Dennoch könne einem Antrag auf der Grundlage allgemein anerkannter Grundsätze des Völkerrechts, zu denen die Grundsätze der Gegenseitigkeit und der internationalen Höflichkeit gehören, stattgegeben werden.
Der Grundsatz der internationalen Höflichkeit verpflichte die Staaten, sich gegenüber der Rechtsordnung eines anderen Staates höflich und zuvorkommend zu verhalten, während der Grundsatz der Gegenseitigkeit die gegenseitige Achtung der Ergebnisse der Tätigkeit der Gerichte verschiedener Staaten voneinander voraussetze.

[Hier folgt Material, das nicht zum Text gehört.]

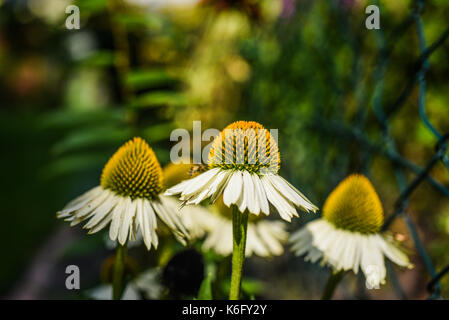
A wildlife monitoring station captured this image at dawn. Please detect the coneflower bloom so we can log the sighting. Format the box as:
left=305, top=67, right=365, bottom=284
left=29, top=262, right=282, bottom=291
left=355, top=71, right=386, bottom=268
left=290, top=174, right=411, bottom=287
left=165, top=121, right=317, bottom=222
left=163, top=163, right=288, bottom=257
left=166, top=121, right=317, bottom=300
left=57, top=137, right=187, bottom=250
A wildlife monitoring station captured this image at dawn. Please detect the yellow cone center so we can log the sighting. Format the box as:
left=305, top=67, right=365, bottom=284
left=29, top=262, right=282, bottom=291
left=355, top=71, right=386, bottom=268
left=100, top=137, right=162, bottom=199
left=323, top=175, right=384, bottom=234
left=209, top=121, right=281, bottom=174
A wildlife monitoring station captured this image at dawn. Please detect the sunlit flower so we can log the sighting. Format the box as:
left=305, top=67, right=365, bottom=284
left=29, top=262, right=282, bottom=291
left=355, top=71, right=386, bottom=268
left=57, top=138, right=187, bottom=250
left=166, top=121, right=317, bottom=221
left=290, top=175, right=412, bottom=287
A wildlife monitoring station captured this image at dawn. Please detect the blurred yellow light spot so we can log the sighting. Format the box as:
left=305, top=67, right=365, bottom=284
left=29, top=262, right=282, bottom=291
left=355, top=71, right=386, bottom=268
left=323, top=174, right=384, bottom=234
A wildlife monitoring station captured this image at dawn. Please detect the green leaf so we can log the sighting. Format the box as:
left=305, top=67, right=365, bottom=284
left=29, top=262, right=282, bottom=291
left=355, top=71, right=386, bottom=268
left=126, top=70, right=178, bottom=90
left=141, top=123, right=175, bottom=144
left=81, top=50, right=115, bottom=67
left=41, top=153, right=108, bottom=178
left=39, top=108, right=125, bottom=129
left=52, top=126, right=133, bottom=155
left=130, top=91, right=187, bottom=109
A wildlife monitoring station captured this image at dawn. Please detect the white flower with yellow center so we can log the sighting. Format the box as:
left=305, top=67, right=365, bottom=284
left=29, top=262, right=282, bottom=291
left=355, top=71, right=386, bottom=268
left=57, top=137, right=187, bottom=250
left=290, top=175, right=412, bottom=287
left=165, top=121, right=317, bottom=222
left=163, top=163, right=288, bottom=257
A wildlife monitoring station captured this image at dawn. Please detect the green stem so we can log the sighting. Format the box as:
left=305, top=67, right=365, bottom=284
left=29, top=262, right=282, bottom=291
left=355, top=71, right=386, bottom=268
left=321, top=271, right=345, bottom=300
left=229, top=206, right=248, bottom=300
left=112, top=243, right=126, bottom=300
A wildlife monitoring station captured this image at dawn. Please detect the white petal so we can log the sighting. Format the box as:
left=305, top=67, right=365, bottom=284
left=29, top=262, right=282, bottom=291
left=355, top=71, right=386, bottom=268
left=243, top=170, right=260, bottom=215
left=83, top=192, right=118, bottom=229
left=252, top=174, right=270, bottom=215
left=223, top=171, right=243, bottom=207
left=266, top=174, right=318, bottom=212
left=182, top=168, right=221, bottom=198
left=58, top=186, right=104, bottom=218
left=261, top=176, right=298, bottom=222
left=118, top=198, right=136, bottom=245
left=109, top=198, right=127, bottom=241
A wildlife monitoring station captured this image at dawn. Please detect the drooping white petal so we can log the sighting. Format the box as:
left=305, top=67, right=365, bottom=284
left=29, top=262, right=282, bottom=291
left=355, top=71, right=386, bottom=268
left=261, top=176, right=298, bottom=222
left=118, top=198, right=136, bottom=245
left=57, top=186, right=104, bottom=218
left=179, top=168, right=221, bottom=199
left=109, top=198, right=126, bottom=241
left=266, top=174, right=318, bottom=212
left=223, top=171, right=243, bottom=207
left=251, top=174, right=270, bottom=215
left=70, top=190, right=111, bottom=226
left=83, top=192, right=118, bottom=229
left=243, top=170, right=260, bottom=215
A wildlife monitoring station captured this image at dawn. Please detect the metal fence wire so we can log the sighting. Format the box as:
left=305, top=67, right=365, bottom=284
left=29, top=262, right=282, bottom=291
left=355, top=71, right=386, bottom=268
left=358, top=0, right=449, bottom=299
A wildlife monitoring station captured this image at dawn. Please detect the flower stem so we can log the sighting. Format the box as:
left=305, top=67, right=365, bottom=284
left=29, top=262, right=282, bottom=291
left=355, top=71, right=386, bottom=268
left=229, top=206, right=248, bottom=300
left=112, top=243, right=127, bottom=300
left=321, top=271, right=345, bottom=300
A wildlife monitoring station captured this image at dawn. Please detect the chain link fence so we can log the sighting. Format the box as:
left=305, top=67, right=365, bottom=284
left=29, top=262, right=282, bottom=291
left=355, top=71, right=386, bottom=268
left=346, top=0, right=449, bottom=299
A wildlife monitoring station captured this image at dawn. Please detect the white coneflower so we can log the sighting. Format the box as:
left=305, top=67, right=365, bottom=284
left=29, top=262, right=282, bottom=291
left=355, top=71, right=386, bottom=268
left=290, top=174, right=411, bottom=298
left=166, top=121, right=317, bottom=222
left=166, top=121, right=317, bottom=299
left=57, top=138, right=187, bottom=250
left=57, top=137, right=187, bottom=298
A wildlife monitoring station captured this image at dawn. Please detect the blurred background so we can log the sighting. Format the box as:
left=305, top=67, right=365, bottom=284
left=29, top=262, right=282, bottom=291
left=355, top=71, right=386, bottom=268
left=0, top=0, right=449, bottom=299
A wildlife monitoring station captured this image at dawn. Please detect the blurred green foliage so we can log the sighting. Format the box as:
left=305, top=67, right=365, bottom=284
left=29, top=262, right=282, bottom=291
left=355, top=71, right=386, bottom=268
left=0, top=0, right=449, bottom=299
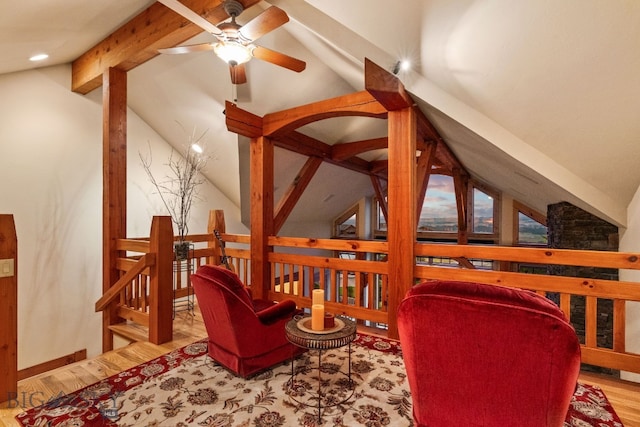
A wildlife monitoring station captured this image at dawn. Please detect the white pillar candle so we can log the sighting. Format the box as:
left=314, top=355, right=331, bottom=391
left=311, top=289, right=324, bottom=305
left=311, top=304, right=324, bottom=331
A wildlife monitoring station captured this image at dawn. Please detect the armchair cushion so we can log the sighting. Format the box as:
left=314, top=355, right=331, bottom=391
left=398, top=281, right=580, bottom=427
left=191, top=265, right=302, bottom=378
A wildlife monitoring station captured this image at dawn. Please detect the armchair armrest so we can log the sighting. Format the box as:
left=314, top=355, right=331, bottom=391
left=256, top=300, right=297, bottom=325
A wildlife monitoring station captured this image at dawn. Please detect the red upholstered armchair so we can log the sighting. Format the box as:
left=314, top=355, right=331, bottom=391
left=398, top=281, right=580, bottom=427
left=191, top=265, right=301, bottom=378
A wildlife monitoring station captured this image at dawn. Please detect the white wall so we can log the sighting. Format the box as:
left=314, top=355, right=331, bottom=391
left=620, top=188, right=640, bottom=382
left=0, top=65, right=248, bottom=369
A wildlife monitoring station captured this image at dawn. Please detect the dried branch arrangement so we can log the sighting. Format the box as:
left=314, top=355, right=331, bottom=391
left=138, top=125, right=209, bottom=242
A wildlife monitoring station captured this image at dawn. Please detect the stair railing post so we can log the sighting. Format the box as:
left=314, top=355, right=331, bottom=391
left=0, top=214, right=18, bottom=402
left=149, top=216, right=174, bottom=344
left=207, top=209, right=226, bottom=265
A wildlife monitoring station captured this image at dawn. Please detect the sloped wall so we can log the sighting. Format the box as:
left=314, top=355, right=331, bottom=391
left=0, top=65, right=247, bottom=369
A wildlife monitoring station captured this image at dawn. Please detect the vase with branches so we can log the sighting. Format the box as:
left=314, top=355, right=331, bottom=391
left=138, top=125, right=209, bottom=259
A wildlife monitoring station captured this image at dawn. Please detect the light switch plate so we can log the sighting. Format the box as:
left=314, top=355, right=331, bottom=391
left=0, top=258, right=15, bottom=277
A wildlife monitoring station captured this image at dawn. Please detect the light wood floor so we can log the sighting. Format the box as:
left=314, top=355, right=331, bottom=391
left=0, top=308, right=640, bottom=427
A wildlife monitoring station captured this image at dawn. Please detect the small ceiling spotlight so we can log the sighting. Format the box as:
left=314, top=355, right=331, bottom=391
left=391, top=59, right=411, bottom=74
left=29, top=53, right=49, bottom=62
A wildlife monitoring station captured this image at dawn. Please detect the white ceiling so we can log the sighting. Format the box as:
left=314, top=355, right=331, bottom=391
left=0, top=0, right=640, bottom=226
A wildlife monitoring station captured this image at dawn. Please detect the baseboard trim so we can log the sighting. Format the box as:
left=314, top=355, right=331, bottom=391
left=18, top=348, right=87, bottom=381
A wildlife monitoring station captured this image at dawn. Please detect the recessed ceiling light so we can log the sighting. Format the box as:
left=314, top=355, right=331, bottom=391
left=29, top=53, right=49, bottom=62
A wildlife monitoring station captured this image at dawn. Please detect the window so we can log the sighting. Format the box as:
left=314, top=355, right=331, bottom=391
left=374, top=174, right=500, bottom=243
left=473, top=188, right=493, bottom=234
left=418, top=175, right=458, bottom=234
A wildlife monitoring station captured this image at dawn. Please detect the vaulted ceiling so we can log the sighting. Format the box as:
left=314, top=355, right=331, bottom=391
left=5, top=0, right=640, bottom=226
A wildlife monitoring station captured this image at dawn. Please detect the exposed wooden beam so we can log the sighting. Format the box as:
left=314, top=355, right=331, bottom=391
left=371, top=175, right=389, bottom=224
left=264, top=91, right=387, bottom=136
left=331, top=136, right=389, bottom=161
left=364, top=58, right=414, bottom=111
left=102, top=68, right=127, bottom=351
left=71, top=0, right=259, bottom=94
left=387, top=107, right=417, bottom=339
left=224, top=101, right=262, bottom=138
left=249, top=136, right=275, bottom=299
left=273, top=157, right=322, bottom=234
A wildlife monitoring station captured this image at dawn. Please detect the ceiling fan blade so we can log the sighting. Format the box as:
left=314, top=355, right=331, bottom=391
left=229, top=64, right=247, bottom=85
left=158, top=0, right=223, bottom=37
left=253, top=46, right=307, bottom=73
left=240, top=6, right=289, bottom=41
left=158, top=43, right=214, bottom=54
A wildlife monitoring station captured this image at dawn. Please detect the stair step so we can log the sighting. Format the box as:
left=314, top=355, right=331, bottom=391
left=109, top=322, right=149, bottom=342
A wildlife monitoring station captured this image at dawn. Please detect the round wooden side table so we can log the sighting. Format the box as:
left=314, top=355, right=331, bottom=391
left=285, top=316, right=356, bottom=421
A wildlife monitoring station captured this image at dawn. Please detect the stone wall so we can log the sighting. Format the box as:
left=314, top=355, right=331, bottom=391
left=547, top=202, right=618, bottom=374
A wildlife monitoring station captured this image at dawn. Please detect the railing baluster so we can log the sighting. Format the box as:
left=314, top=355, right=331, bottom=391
left=584, top=296, right=598, bottom=348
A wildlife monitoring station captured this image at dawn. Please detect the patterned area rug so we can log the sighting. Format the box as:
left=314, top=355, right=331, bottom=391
left=16, top=334, right=622, bottom=427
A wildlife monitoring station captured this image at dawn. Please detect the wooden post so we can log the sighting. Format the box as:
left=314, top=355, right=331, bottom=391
left=0, top=214, right=18, bottom=402
left=102, top=68, right=127, bottom=352
left=250, top=136, right=274, bottom=299
left=207, top=209, right=227, bottom=265
left=387, top=107, right=416, bottom=339
left=149, top=216, right=174, bottom=344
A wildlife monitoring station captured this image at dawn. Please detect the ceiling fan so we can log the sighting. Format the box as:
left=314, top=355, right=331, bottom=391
left=158, top=0, right=307, bottom=84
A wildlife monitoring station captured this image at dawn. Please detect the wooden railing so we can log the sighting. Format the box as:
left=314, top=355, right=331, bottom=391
left=95, top=217, right=225, bottom=344
left=216, top=234, right=640, bottom=373
left=97, top=214, right=640, bottom=373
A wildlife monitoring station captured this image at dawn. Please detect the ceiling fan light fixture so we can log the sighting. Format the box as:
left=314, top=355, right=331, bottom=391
left=213, top=40, right=253, bottom=65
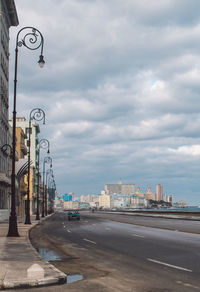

Darüber hinaus sei bei der Prüfung des vorliegenden Falles zu berücksichtigen, dass mit dem Erlass der Regierung der Russischen Föderation vom 5. März 2022 Nr. 430-r eine Liste ausländischer Staaten, die unfreundliche Handlungen gegenüber der Russischen Föderation, russischen juristischen und natürlichen Personen begehen, verabschiedet wurde, in die die Mitgliedstaaten der Europäischen Union, darunter auch Deutschland, aufgenommen wurden. Die genannte Verordnung wurde im Rahmen des Dekrets des Präsidenten der Russischen Föderation Nr. 95 vom 5. März 2022 „Über die vorübergehende Regelung der Erfüllung von Verpflichtungen gegenüber bestimmten ausländischen Gläubigern” erlassen, die im Dekret des Präsidenten der Russischen Föderation Nr. 79 vom 28. Februar 2022 vorgesehen sind.
Unter diesen Umständen habe der Antragsteller dem Gericht Beweise dafür vorlegen müssen, dass in Deutschland in Ermangelung eines internationalen Vertrags ausschließlich auf der Grundlage der Grundsätze der internationalen Höflichkeit und Gegenseitigkeit Entscheidungen russischer Gerichte in ähnlichen Rechtssachen aus den letzten drei Jahren vollstreckt werden. Der Antragsteller habe dem Gericht jedoch keine solchen Informationen vorgelegt.
In Anbetracht dessen kommt das Arbitragegericht zum Schluss, dass die Entscheidung des Landgerichts Stuttgart vom 27. Mai 2021 in der Rechtssache Nr. 31 O 10/20 KfH in der Russischen Föderation nicht anerkannt und vollstreckt werden kann und der Antrag auf Anerkennung und Vollstreckung der Entscheidung eines ausländischen Gerichts daher abgelehnt wird.